In sintesi, ciò che parrebbe emergere è chiaro: più Natura significa maggiore benessere. Più verde, più canto degli uccelli, più luce naturale, più possibilità di incontrarsi in spazi belli e vivi… tutto questo ci fa bene.
Ma non basta saperlo: serve agire, ripensando le città, gli spazi pubblici, sanitari, le scuole. Serve creare ambienti in cui il verde non sia un lusso ma un diritto, un elemento imprescindibile del nostro vivere quotidiano. Serve educare, fin da piccoli, alla relazione con la Terra. Non come qualcosa da possedere o sfruttare, ma come una presenza viva, da rispettare e da cui imparare. I bambini dovrebbero essere incoraggiati a sviluppare un rapporto migliore e più profondo con il mondo naturale, attraverso una maggiore esposizione e una guida adulta. Gli spazi per bambini, come camerette o scuole, dovrebbero essere progettati per favorire il contatto con la Natura.

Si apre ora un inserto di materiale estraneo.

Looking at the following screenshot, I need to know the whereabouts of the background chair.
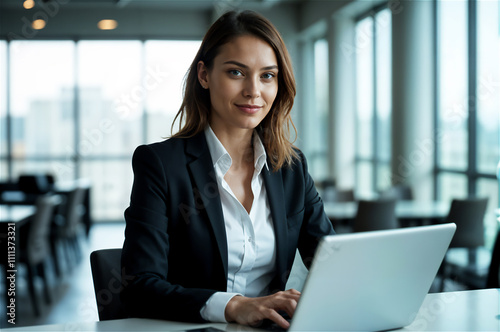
[486,229,500,288]
[330,188,356,202]
[19,195,61,316]
[90,248,126,321]
[352,199,398,232]
[380,184,414,201]
[440,198,488,291]
[51,187,85,275]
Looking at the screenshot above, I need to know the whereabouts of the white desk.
[324,201,450,220]
[8,289,500,332]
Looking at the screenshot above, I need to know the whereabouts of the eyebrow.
[224,60,278,70]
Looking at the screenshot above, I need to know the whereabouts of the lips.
[236,104,262,114]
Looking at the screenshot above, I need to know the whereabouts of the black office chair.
[51,187,85,276]
[440,198,488,292]
[90,248,127,321]
[352,199,398,232]
[486,230,500,288]
[19,195,61,317]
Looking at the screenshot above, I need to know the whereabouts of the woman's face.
[198,35,278,132]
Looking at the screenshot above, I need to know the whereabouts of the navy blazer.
[121,132,334,321]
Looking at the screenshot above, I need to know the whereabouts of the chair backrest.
[64,187,85,236]
[17,174,54,194]
[330,188,355,202]
[352,200,398,232]
[486,229,500,288]
[446,198,488,248]
[23,195,61,264]
[90,248,126,321]
[380,184,414,201]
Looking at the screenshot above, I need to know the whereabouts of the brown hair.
[172,11,298,171]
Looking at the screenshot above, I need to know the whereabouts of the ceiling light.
[23,0,35,9]
[31,19,47,30]
[97,20,118,30]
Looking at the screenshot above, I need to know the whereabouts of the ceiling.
[1,0,307,10]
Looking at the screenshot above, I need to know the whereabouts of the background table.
[0,205,36,224]
[4,289,500,332]
[324,201,450,221]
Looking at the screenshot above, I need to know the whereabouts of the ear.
[197,61,209,89]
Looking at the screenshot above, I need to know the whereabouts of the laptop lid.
[289,223,456,331]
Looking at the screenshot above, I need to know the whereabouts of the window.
[0,40,8,178]
[145,40,200,143]
[356,7,392,194]
[308,39,328,179]
[0,40,200,221]
[8,41,74,180]
[298,36,329,181]
[436,0,500,246]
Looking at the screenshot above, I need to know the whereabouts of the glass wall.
[0,40,8,178]
[8,41,75,180]
[144,40,200,143]
[356,8,392,196]
[0,40,200,221]
[436,0,500,246]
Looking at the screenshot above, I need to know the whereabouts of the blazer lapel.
[262,166,288,287]
[186,132,228,279]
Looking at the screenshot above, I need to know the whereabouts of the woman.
[122,11,333,328]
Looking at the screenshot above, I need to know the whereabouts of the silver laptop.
[289,224,456,331]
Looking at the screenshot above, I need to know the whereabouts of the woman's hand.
[225,289,300,329]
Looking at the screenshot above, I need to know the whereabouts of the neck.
[211,126,254,168]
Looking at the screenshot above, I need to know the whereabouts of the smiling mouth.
[236,104,262,114]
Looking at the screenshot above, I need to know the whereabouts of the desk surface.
[324,201,450,220]
[8,289,500,332]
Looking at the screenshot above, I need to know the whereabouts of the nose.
[243,77,260,99]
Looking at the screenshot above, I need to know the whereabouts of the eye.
[228,69,243,76]
[262,73,276,80]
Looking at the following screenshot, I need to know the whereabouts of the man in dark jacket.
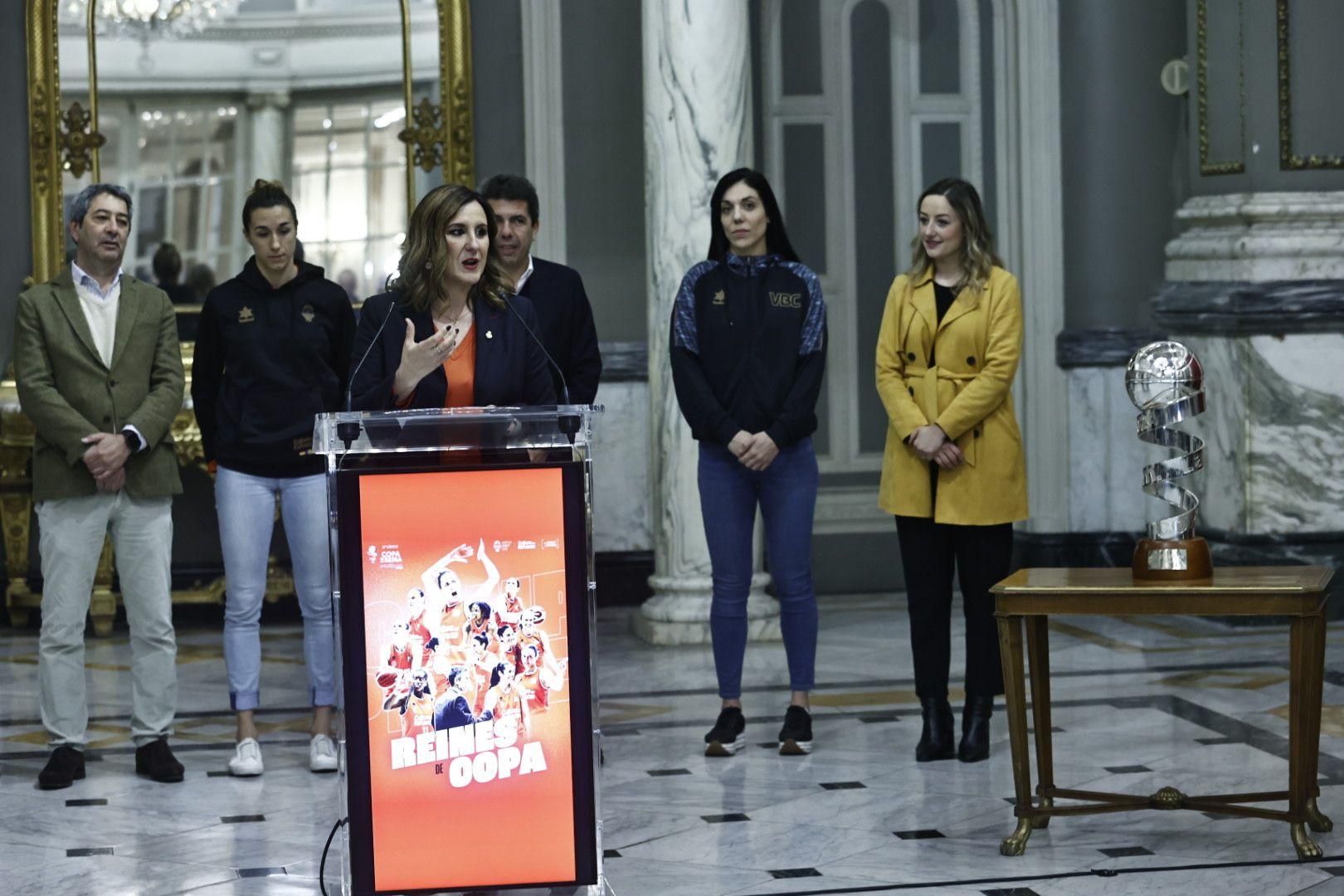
[481,174,602,404]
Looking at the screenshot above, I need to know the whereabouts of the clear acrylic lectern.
[313,406,610,896]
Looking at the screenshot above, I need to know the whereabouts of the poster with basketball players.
[348,467,581,892]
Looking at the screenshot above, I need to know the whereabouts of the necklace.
[434,302,472,344]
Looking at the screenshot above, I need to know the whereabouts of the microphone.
[336,298,397,451]
[503,293,579,445]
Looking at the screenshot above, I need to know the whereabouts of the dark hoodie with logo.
[191,258,355,477]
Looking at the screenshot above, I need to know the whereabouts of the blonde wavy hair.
[387,184,514,312]
[906,178,1003,290]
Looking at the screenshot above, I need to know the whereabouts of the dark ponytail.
[243,178,299,231]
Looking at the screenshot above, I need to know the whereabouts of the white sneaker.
[308,735,336,772]
[228,738,262,778]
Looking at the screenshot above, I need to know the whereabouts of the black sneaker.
[136,738,184,785]
[780,707,811,757]
[704,707,747,757]
[37,747,83,790]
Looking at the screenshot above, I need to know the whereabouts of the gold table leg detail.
[1290,821,1324,859]
[1031,796,1055,830]
[1307,796,1335,835]
[999,818,1026,855]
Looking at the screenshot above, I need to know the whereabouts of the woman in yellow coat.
[878,178,1027,762]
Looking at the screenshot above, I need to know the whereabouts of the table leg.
[1303,614,1335,835]
[999,616,1034,855]
[1288,616,1322,859]
[1027,616,1055,829]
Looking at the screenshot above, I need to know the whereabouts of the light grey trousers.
[37,490,178,750]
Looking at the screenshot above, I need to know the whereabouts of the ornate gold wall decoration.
[27,0,65,284]
[438,0,475,187]
[1278,0,1344,171]
[397,97,444,173]
[1195,0,1246,176]
[61,100,108,178]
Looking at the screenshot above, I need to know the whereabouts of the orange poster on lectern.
[349,467,575,891]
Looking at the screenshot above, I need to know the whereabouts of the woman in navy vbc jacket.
[191,180,355,777]
[670,168,826,757]
[351,184,555,411]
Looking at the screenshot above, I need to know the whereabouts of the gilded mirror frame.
[26,0,475,284]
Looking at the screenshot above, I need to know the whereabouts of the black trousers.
[897,516,1012,700]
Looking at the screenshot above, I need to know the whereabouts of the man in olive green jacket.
[13,184,183,790]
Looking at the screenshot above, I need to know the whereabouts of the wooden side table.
[991,567,1333,859]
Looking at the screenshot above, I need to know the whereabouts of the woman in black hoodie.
[191,180,355,777]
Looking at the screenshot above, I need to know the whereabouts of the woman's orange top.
[444,323,475,407]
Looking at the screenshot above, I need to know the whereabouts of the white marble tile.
[1067,367,1113,532]
[592,382,653,551]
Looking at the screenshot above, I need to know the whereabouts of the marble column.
[242,91,292,189]
[1153,0,1344,575]
[633,0,780,645]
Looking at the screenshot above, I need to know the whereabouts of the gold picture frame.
[26,0,475,284]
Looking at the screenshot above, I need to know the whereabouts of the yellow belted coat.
[878,267,1027,525]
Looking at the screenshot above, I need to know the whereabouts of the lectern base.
[1132,538,1214,582]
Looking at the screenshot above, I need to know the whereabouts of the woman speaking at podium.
[878,178,1027,762]
[351,184,555,411]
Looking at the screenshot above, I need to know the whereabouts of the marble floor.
[0,597,1344,896]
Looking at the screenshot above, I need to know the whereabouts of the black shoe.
[136,738,184,785]
[780,707,811,757]
[957,694,995,762]
[915,697,957,762]
[37,747,83,790]
[704,707,747,757]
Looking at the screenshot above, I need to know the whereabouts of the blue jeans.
[215,466,336,711]
[699,438,817,700]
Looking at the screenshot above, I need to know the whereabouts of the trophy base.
[1132,538,1214,582]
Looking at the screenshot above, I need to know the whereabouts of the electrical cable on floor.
[731,855,1344,896]
[317,816,349,896]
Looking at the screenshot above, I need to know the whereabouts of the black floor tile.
[769,868,821,880]
[1097,846,1153,859]
[238,868,289,877]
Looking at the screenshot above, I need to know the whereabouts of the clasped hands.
[80,432,130,492]
[728,430,780,471]
[910,423,965,470]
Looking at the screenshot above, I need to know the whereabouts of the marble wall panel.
[1067,367,1113,532]
[1173,336,1247,532]
[1239,334,1344,532]
[592,382,653,551]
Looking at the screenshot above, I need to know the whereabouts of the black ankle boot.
[957,694,995,762]
[915,697,956,762]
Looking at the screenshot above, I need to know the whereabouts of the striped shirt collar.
[70,261,121,302]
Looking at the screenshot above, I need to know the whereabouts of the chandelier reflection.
[62,0,243,43]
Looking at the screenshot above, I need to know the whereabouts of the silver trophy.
[1125,341,1212,579]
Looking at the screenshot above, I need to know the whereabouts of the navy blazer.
[351,290,555,411]
[519,256,602,404]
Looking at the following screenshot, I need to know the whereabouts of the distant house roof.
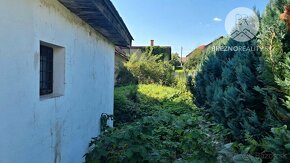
[115,46,129,61]
[186,36,224,60]
[58,0,133,47]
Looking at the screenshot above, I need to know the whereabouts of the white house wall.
[0,0,114,163]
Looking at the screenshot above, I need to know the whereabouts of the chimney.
[150,40,154,46]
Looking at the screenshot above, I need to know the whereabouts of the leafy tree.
[169,53,181,68]
[125,51,175,86]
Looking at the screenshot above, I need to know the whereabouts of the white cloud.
[213,17,223,22]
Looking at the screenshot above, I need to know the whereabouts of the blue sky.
[111,0,269,55]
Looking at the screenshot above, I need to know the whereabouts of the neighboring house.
[123,40,171,60]
[0,0,132,163]
[115,46,129,82]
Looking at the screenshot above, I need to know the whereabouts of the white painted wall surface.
[0,0,114,163]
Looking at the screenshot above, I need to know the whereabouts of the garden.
[85,0,290,163]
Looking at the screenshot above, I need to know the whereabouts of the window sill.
[40,94,63,101]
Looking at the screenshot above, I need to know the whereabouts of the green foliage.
[86,111,222,162]
[258,0,290,121]
[169,53,181,69]
[125,52,174,86]
[100,113,113,132]
[114,85,193,126]
[219,125,290,163]
[193,40,272,141]
[145,46,171,61]
[263,125,290,163]
[85,85,227,163]
[184,48,203,71]
[115,66,138,87]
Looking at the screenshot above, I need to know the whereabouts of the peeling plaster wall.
[0,0,114,163]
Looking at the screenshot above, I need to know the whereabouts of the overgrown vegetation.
[86,85,224,162]
[86,0,290,163]
[125,51,174,86]
[188,0,290,162]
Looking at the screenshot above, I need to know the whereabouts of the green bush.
[86,110,222,163]
[114,84,193,126]
[125,53,175,86]
[193,40,275,142]
[257,0,290,121]
[115,66,138,87]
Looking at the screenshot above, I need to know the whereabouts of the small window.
[40,45,53,96]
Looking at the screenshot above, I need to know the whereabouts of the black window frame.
[39,45,53,96]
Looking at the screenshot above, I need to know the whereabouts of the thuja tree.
[257,0,290,125]
[193,39,275,141]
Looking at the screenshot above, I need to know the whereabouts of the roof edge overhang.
[58,0,133,47]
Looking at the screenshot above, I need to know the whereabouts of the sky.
[111,0,269,55]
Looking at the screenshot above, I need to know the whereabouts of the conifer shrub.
[193,39,275,141]
[257,0,290,125]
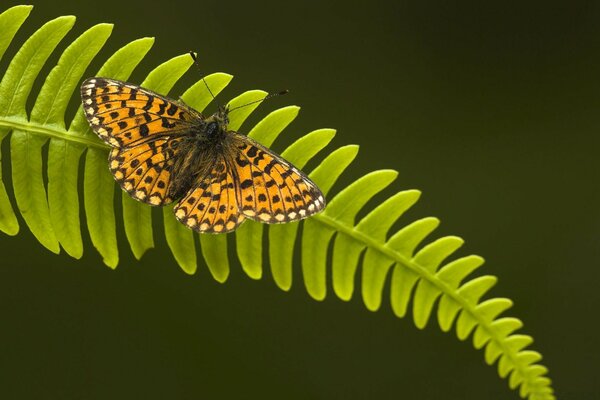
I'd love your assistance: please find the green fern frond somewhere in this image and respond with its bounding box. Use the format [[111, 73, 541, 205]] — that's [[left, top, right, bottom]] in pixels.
[[0, 6, 554, 400]]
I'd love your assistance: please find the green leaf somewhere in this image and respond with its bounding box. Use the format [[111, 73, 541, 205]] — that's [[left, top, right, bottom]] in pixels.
[[82, 38, 154, 268], [0, 6, 33, 64], [0, 6, 554, 400], [5, 17, 75, 253], [44, 24, 112, 258], [122, 54, 193, 260]]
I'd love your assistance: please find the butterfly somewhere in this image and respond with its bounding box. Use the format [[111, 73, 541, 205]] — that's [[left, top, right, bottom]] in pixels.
[[81, 77, 325, 233]]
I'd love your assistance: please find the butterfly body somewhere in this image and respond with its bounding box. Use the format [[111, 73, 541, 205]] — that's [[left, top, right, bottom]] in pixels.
[[81, 78, 325, 233]]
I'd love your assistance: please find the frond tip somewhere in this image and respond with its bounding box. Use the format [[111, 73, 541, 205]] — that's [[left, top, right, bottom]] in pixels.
[[0, 6, 554, 400]]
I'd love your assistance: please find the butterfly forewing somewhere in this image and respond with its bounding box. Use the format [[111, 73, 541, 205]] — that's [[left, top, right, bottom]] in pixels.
[[81, 78, 201, 147], [81, 78, 325, 233], [230, 133, 325, 223]]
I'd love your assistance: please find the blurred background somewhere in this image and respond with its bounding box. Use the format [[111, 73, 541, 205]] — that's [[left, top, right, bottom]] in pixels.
[[0, 0, 600, 399]]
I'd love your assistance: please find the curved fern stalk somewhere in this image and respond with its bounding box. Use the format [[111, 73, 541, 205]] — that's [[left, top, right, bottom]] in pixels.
[[0, 6, 554, 400]]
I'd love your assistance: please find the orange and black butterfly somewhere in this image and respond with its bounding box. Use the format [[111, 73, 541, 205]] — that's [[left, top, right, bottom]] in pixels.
[[81, 77, 325, 233]]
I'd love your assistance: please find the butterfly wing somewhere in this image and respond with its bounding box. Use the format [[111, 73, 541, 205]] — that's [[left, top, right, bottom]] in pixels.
[[81, 78, 203, 206], [81, 78, 203, 147], [173, 154, 245, 233], [230, 132, 325, 224]]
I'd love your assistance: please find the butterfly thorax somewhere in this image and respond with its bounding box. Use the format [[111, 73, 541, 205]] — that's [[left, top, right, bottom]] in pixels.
[[170, 109, 233, 199]]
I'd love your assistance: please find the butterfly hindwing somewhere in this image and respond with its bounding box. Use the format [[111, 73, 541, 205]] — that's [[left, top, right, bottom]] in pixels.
[[81, 78, 325, 233], [109, 136, 182, 206], [231, 132, 325, 224], [81, 78, 201, 147], [173, 157, 245, 233]]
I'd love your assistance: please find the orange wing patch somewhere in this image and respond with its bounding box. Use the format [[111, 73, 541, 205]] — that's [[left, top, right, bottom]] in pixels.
[[231, 133, 325, 224], [173, 159, 245, 233], [81, 78, 199, 147], [109, 137, 181, 206]]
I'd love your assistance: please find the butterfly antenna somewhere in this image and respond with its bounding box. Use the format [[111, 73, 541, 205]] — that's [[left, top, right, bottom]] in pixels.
[[229, 89, 290, 112], [190, 51, 220, 104]]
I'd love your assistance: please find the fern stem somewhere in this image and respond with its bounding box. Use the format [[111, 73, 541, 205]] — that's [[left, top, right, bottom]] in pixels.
[[312, 214, 525, 376], [0, 117, 109, 150]]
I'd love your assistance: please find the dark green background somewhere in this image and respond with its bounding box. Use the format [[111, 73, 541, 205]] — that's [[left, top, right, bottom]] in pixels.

Le pratiche che si basano su questo rapporto esistono da millenni, come ad esempio il Shinrin-Yoku, il “bagno di foresta” giapponese, che oggi è diventato anche una terapia riconosciuta in ambito medico, o all’ortoterapia, che attraverso il contatto con le piante favorisce la cura e la relazione. Anche la semplice ma potente esperienza di camminare in silenzio in un bosco, sentendo che la nostra mente si placa, che qualcosa dentro di noi si riallinea, può essere essa stessa una pratica curativa.
In un tempo di crisi ecologica e psicologica, il ritorno alla Natura non è un passatempo, ma una necessità. È una forma di cura. È un atto politico. È un modo per riconoscere che siamo parte di qualcosa di più grande, che i nostri risvegli insonni, i nostri battiti accelerati, il nostro bisogno di pace sono voci della stessa urgenza che ci parla attraverso il canto degli uccelli.
E allora forse, la prossima volta che ci sveglieremo prima dell’alba, potremo accogliere quel momento non con ansia, ma con gratitudine. Potremo ascoltare i richiami della Natura come un invito a tornare a casa, dentro e fuori di noi. Potremo capire, nel silenzio di quel risveglio, che prendersi cura del mondo è il primo passo per prenderci cura di noi stessi.